Although the Constitution’s First Amendment prohibits government censorship, the public’s reliance on social media platforms has created new opportunities for censorship by proxy. Government officials increasingly bully platforms into suppressing disfavored speakers.

This “jawboning,” or application of informal government pressure, was once used to control prices. Now, it is being used to control speech, circumventing the First Amendment. Two recent revelations have drawn attention to this trend, but they are only the tip of the iceberg.

In the course of his lawsuit against Twitter, vaccine skeptic Alex Berenson discovered White House officials had asked, in Twitter’s telling, “really tough questions about why Alex Berenson hasn’t been kicked off the platform” in the months before his removal.

Weeks later, Mark Zuckerberg revealed on the Joe Rogan podcast that the FBI had warned Facebook about Russian hack-and-leak operations shortly before the New York Post exposed damning information found on Hunter Biden’s laptop. (This was the second time Zuckerberg made this claim; evidently, Joe Rogan’s podcast receives more attention than congressional hearings.)

Both disclosures have prompted concern about government censorship demands.

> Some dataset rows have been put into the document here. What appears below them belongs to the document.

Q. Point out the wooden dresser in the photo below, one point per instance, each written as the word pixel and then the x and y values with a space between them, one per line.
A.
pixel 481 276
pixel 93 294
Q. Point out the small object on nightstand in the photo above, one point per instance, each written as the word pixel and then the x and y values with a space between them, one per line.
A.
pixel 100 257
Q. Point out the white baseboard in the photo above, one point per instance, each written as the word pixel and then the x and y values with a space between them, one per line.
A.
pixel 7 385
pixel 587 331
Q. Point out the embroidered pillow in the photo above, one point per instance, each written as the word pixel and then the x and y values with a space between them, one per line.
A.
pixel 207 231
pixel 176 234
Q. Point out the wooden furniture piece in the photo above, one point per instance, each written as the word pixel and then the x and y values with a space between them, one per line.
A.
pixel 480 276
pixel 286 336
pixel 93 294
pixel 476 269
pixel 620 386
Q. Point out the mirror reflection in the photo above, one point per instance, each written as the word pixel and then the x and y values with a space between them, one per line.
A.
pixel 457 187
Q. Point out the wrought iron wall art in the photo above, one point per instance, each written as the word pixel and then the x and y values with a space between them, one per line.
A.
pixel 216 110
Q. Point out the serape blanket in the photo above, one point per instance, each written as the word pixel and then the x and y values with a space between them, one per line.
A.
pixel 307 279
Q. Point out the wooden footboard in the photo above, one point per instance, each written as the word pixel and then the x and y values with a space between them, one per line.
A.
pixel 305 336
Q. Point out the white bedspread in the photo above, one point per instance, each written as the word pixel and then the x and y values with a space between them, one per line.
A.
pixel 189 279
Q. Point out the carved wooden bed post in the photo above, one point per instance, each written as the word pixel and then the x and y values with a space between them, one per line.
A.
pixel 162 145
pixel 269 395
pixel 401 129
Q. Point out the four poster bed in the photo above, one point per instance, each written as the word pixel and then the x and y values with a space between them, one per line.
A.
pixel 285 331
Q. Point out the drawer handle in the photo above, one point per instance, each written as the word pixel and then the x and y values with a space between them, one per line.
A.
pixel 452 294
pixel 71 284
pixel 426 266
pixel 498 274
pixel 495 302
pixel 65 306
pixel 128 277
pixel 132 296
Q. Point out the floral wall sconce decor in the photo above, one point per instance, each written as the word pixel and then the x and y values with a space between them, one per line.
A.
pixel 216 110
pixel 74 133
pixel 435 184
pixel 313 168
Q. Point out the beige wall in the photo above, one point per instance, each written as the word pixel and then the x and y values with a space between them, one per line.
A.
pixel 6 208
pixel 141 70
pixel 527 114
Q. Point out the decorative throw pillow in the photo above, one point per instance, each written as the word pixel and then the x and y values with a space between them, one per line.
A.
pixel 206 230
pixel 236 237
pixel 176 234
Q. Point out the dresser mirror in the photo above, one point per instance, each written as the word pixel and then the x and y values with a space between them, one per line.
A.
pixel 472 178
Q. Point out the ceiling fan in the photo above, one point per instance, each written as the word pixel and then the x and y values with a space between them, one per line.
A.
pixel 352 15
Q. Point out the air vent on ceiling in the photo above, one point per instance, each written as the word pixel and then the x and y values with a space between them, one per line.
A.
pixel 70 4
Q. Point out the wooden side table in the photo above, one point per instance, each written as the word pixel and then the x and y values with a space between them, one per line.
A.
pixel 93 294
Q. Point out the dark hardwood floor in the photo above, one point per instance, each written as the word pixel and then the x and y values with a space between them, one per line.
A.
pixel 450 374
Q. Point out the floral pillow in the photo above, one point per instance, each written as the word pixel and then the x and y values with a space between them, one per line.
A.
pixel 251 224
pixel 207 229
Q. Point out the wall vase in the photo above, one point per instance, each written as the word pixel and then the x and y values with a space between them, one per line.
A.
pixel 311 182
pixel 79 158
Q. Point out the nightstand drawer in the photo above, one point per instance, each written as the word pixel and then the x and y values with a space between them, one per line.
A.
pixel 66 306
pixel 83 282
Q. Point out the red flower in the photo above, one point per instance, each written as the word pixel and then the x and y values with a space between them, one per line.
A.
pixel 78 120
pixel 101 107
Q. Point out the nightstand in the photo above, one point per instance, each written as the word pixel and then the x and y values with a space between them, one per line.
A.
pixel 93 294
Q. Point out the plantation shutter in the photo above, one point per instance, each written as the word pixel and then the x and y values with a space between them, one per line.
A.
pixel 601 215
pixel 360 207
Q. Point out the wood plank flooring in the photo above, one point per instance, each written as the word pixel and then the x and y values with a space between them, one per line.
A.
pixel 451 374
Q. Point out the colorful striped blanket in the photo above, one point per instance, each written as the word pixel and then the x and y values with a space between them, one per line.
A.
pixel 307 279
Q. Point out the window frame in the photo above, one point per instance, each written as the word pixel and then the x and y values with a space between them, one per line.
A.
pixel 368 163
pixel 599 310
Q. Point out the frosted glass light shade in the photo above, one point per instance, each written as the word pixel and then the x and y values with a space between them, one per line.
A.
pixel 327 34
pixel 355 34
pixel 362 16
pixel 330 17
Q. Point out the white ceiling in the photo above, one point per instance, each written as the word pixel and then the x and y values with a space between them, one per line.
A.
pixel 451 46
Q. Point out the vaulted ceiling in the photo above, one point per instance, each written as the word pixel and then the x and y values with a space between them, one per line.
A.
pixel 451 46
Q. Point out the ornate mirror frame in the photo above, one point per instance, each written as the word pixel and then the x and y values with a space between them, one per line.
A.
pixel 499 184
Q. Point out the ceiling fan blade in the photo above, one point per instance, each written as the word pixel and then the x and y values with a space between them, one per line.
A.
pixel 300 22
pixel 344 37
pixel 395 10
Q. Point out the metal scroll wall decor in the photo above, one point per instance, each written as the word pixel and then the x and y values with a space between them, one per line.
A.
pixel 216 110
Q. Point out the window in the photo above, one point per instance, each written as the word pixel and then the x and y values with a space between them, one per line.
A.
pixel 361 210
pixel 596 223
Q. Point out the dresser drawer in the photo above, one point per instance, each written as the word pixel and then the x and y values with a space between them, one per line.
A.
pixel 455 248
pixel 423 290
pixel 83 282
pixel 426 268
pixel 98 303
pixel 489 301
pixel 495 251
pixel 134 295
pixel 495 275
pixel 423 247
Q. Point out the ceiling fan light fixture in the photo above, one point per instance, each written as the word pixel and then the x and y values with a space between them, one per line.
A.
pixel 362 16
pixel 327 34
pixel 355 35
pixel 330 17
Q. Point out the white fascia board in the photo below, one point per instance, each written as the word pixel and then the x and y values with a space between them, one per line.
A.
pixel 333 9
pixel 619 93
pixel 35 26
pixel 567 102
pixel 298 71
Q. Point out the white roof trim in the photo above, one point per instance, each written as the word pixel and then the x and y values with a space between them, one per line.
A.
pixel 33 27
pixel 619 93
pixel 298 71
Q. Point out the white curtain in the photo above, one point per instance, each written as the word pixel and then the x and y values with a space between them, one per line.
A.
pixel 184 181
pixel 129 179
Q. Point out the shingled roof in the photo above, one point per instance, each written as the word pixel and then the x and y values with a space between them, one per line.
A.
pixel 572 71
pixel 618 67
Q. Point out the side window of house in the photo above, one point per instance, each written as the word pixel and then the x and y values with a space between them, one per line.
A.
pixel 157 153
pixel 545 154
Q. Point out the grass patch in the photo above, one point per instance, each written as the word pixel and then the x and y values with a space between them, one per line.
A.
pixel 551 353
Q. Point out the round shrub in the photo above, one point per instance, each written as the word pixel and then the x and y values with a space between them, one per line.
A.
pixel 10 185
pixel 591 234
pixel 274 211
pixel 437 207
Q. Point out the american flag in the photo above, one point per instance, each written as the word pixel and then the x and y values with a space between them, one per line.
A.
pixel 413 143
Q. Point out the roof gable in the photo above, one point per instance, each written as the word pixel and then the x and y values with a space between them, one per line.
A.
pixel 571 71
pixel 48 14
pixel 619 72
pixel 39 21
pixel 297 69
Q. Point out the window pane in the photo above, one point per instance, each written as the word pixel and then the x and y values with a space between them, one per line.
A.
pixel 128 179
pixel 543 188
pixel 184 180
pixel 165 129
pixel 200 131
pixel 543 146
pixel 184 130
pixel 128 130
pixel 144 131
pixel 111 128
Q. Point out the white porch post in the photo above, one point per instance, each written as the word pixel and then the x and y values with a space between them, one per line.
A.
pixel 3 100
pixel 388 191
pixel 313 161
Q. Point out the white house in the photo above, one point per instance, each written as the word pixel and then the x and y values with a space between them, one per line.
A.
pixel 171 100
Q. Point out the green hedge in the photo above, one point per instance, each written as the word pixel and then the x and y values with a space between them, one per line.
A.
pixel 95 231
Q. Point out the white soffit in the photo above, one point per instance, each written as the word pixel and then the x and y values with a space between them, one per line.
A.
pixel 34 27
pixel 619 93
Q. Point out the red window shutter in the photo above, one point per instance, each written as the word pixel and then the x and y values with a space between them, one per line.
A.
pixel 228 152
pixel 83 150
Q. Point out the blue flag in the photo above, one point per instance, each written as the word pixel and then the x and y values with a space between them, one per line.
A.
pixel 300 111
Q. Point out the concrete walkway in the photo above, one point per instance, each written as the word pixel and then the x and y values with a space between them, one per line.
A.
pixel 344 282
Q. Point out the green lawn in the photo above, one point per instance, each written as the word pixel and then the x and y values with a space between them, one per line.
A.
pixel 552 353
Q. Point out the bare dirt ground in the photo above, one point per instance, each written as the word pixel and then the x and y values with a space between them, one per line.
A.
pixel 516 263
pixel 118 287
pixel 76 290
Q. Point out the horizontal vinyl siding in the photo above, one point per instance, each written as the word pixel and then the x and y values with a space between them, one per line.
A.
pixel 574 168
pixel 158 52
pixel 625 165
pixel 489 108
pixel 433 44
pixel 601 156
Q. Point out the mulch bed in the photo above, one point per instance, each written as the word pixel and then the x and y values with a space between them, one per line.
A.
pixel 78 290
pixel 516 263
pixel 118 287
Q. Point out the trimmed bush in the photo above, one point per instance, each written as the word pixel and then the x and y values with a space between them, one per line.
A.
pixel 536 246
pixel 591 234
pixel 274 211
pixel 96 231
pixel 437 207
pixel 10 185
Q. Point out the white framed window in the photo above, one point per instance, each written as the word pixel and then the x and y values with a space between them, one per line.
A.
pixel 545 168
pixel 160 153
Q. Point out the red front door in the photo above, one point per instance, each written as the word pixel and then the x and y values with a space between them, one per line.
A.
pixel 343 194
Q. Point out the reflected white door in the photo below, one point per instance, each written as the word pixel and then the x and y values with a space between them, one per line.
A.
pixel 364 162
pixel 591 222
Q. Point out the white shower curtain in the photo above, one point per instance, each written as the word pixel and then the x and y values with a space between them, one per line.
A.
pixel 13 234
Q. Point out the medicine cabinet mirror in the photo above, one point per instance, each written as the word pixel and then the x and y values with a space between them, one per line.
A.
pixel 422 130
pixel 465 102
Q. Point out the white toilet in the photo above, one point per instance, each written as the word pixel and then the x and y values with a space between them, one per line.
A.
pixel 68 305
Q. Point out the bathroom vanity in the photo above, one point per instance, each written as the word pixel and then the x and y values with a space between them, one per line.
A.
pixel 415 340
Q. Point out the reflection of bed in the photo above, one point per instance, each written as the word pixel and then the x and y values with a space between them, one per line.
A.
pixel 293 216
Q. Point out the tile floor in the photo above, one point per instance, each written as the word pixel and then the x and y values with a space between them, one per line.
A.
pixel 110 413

However, as I detail in my recently published paper, “Jawboning Against Speech: How Government Bullying Shapes the Rules of Social Media,” this sort of pressure to censor is a much larger, longer-running problem. While the government’s request that Alex Berenson be removed from Twitter and the FBI’s disinformation warnings were delivered in private, even more forceful pressure has been applied in public.

In 2017, Sen. Dianne Feinstein (D‑CA) told social media companies: “You’ve created these platforms and now they are being misused, and you have to be the ones to do something about it, or we will.” She wasn’t just pushing them to remove Russian misinformation without regard for collateral damage. She was also starting a jawboning arms race in Congress.

Over the past four years, elected officials have become comfortable demanding platforms remove all sorts of disfavored speech. Sen. Ron Johnson (R‑WI) called on Twitter to remove absurd jokes about him. President Donald Trump threatened that unless platforms corrected perceptions of anti-conservative bias, he would “strongly regulate, or close them down.” The Biden administration demanded Facebook remove the accounts of Robert F. Kennedy Jr. and 11 other so-called misinformation “super spreaders.”

All these demands put platforms in a no-win situation. Although government officials can’t order platforms to remove disfavored speech, politicians have many ways of punishing platforms that resist their demands. Antitrust suits, punitive legislation, government contracts, and congressional investigations can all be used to harm platforms that fail to comply.

However, complying with one party’s requests may upset the other party and provoke new demands. Twitter did “something” about Russian hack-and-leak operations by creating new rules for suspected hacked materials. However, when these rules were applied to the New York Post’s story about Hunter Biden’s laptop, Twitter’s representatives were dragged back before Congress.

It is all but impossible for users to determine if their speech is removed because of government pressure or because they violated private platform rules. Social media content moderation is opaque and error-prone, given its massive scale. To the user, an account suspension looks the same, whether it is the result of an overzealous algorithm or a government official’s request.

The creation of the internet and social media unleashed a tidal wave of speech. For the first time in history, anyone could speak to a global audience cheaply and easily. In other countries, discontent with this newfound publishing potential was met with legislation. However, in America, the First Amendment prevents such a response. But, instead of melting away, censorship demands have been routed through informal channels.

This circumvention of constitutional speech rights cannot be easily addressed by the courts. Even when jawboned content moderation decisions can be identified, forcing platforms to refrain from removing controversial content tramples their First Amendment rights.

Additionally, the Constitution’s speech and debate clause grants congressional speech special protections, even speech used to jawbone. Instead, the best check on bullying by elected officials comes via the ballot box. This November, voters have an opportunity to select representatives who respect their speech, even when they disagree with it.